Cloud RADIUS comes with all the benefits of cloud computing, including 24/7 availability and built-in redundancy to easily handle large onboarding events. Along with the benefits of being in the cloud, Cloud RADIUS is more scalable than on-prem alternatives, making it easy to expand your network’s capabilities if your business grows.

Security and user experience are bolstered by Cloud RADIUS because it performs digital certificate-based authentication and comes setup with SecureW2’s Managed Cloud PKI. Our PKI gives admins the ability to effortlessly deploy WPA2-Enterprise with 802.1x authentication, the gold standard for wireless security. Everything you need for certificate-based authentication can be set up in under an hour!
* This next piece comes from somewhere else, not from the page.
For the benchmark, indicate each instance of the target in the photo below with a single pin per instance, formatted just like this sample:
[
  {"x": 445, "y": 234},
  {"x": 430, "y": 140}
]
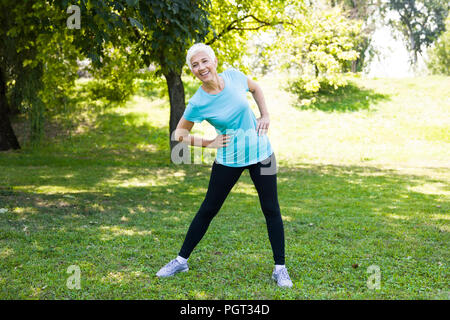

Cloud RADIUS is the Most Cost-Effective RADIUS Solution

Overall, the answer to the title of the article is “it can be really expensive!” The market is filled with really complex RADIUS Servers, mostly designed for legacy on-premise environments. That’s why we use a Cloud-hosted RADIUS server. Cloud RADIUS is a safe, flexible, and affordable solution that relieves sysadmins from the confusion and labor-intensive implementation of configuring FreeRADIUS and the overpriced and underperforming on-prem RADIUS. If you work for a large or niche organization, you might be able to justify the large startup costs and continual maintenance of on-prem RADIUS servers.

Otherwise, choose Cloud RADIUS, which offers far more versatility and scalability, can be set up in under an hour, and doesn’t require a team of trained professionals. This ends up making SecureW2’s Cloud RADIUS server the most affordable and efficient solution.